Widersprüchliches aus dem Hause Wessels

06.05.2019

Obwohl die Bilanz des Pilotprojekts Elsässerstrasse schlecht war, will das Bau- und Verkehrsdepartement zusätzliche Dosierstellen auf Hauptverkehrsachsen erstellen, was künstliche Rotlicht-Staus und längere Fahrtzeiten zur Folge hätte. Ein Blick in den regierungsrätlichen Bericht bestätigt den Eindruck eines völlig unausgereiften Konzepts. Dieser bringt nämlich allerlei Widersprüchliches zu Tage.

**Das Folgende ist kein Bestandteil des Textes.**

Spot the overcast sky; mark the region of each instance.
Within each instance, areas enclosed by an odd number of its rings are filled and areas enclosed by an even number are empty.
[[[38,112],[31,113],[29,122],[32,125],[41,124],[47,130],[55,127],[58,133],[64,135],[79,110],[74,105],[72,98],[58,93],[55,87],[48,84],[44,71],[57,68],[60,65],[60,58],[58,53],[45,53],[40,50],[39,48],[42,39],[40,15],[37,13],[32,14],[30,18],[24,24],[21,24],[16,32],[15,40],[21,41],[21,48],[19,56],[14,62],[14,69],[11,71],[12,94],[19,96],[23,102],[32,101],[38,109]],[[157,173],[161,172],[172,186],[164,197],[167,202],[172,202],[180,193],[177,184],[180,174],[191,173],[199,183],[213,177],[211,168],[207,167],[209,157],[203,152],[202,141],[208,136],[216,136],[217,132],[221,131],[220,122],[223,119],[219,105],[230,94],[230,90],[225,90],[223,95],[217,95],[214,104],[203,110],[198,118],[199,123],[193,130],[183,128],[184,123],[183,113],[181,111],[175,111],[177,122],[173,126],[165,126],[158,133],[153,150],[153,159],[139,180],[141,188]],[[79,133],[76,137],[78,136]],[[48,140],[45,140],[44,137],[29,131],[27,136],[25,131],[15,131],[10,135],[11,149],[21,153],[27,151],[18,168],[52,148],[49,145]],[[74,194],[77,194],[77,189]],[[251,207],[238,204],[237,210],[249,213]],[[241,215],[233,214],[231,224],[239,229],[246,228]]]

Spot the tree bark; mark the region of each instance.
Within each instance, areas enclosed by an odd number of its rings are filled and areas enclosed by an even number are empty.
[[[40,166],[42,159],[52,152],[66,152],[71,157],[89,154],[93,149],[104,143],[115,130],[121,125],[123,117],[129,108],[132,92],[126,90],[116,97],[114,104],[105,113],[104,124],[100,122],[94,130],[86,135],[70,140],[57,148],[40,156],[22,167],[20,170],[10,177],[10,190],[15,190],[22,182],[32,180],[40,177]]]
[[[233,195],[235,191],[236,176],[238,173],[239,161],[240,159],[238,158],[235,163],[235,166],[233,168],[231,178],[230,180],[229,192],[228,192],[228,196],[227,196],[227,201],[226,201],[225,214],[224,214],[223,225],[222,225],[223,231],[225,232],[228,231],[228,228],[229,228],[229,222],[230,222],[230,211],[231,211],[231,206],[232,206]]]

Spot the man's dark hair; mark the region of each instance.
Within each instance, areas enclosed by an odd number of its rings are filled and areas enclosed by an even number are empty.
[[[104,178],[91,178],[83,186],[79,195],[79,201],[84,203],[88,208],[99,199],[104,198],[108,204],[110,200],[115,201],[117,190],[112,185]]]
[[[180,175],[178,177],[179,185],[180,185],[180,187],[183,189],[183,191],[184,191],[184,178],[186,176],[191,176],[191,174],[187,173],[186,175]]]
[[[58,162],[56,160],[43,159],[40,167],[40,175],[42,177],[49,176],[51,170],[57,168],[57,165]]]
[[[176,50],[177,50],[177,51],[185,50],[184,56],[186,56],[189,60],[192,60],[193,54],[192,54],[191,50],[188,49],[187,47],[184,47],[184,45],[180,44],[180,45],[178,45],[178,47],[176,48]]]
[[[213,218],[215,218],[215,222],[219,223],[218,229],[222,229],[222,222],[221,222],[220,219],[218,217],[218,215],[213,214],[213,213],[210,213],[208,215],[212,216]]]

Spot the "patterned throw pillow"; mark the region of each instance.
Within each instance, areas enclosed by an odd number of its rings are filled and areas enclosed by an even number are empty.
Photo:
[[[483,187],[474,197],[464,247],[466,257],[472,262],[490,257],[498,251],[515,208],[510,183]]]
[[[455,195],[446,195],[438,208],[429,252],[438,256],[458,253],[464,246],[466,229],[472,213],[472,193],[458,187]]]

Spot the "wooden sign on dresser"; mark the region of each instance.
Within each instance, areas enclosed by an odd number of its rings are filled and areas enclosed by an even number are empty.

Der Regierungsrat möchte den Verkehr stärker auf die Hauptverkehrsachsen lenken und die Wohnquartiere entlasten. Dieses grundsätzlich sinnvolle Ziel soll mit einem städtischen Verkehrslenkungskonzept und völlig untauglichen Massnahmen erreicht werden. Konkret sollen sieben Dosierstellen auf wichtigen Ausfallachsen dafür sorgen, dass mittels verlängerter Rotphasen der Verkehr nach Basel verzögert wird.

PILOTPROJEKT GESCHEITERT

Als Basis dieses Konzepts dient ein seit Oktober 2017 laufender Pilotversuch an der Elsässerstrasse. Der Regierungsrat spricht von einem «erfolgreichen Test», die Auswertung des Versuchs deutet allerdings auf das Gegenteil hin. So führte die Dosierstelle nicht nur zu einer längeren Fahrtzeit auf der Elsässerstrasse, sondern auch zu erheblichem Ausweichverkehr auf der Schlachthofstrasse. Die Kapazität des Knotens Elsässerstrasse/ Hüningerstrasse nahm um 12,5 Prozent ab. Die angestrebte Verbesserung der Situation am Voltaplatz wurde trotzdem klar verfehlt.

WEITERE EINSCHRÄNKUNGEN FÜR DEN MOTORISIERTEN INDIVIDUALVERKEHR

Trotzdem sollen nun sechs weitere Dosierstellen erstellt werden. Ein Blick in den regierungsrätlichen Bericht verrät die wahren Absichten des Bau- und Verkehrsdepartements: So sollen, um unerwünschte Schleichfahrten zu unterbinden, «flankierende Massnahmen» in Form von Geschwindigkeitsreduktionen, Einbahnverkehr und Abbiegeverboten umgesetzt werden. Zudem soll der Verkehr noch stärker einseitig auf Achsen verlagert werden, die heute schon an ihre Kapazitätsgrenzen gelangen wie beispielsweise der Luzernerring oder die Nauenstrasse.

REFERENDUMSFÄHIGKEIT KNAPP NICHT GEGEBEN

Interessant ist auch der Blick auf das Kostenetikett: Die vorgesehenen Massnahmen sollen 1,22 Millionen Franken kosten, was knapp unter die Marke von 1,5 Millionen Franken zu liegen kommt, welche notwendig ist, damit gegen einen Ausgabenbeschluss das Referendum ergriffen werden kann. Ein Schelm, wer Böses denkt. Vor allem angesichts der Tatsache, dass die ebenfalls vorgesehenen Dosierstellen auf der Johanniterbrücke separat und zu einem späteren Zeitpunkt beschlossen und finanziert werden sollen. Kostenpunkt allein für diese Massnahme: 1,7 Millionen Franken.

WIDERSPRÜCHLICHE AUSSAGEN ZUR VERKEHRSENTWICKLUNG

Pikant ist zudem, dass der Regierungsrat in seinem Bericht erstmals von einer Zunahme des motorisierten Individualverkehrs auf dem Basler Strassennetz aufgrund von wachsenden
Pendlerströmen spricht. Diese Aussage widerspricht fundamental den offiziellen Verkehrszahlen des Bau- und Verkehrsdepartements, wonach der motorisierte Individualverkehr auf den verkehrsorientierten Strassen zwischen 2010 und 2017 um 5,3 Prozent, derjenige auf den siedlungsorientierten Strassen im gleichen Zeitraum um 2,4 Prozent abgenommen habe. Der Gewerbeverband Basel-Stadt hat die Qualität dieser Zahlen wiederholt angezweifelt. Mit der Ankündigung des Regierungsrates, neu auch auf siedlungsorientierten Strassen Verkehrszählungen durchführen zu wollen, werden diese Zweifel nun definitiv bestätigt.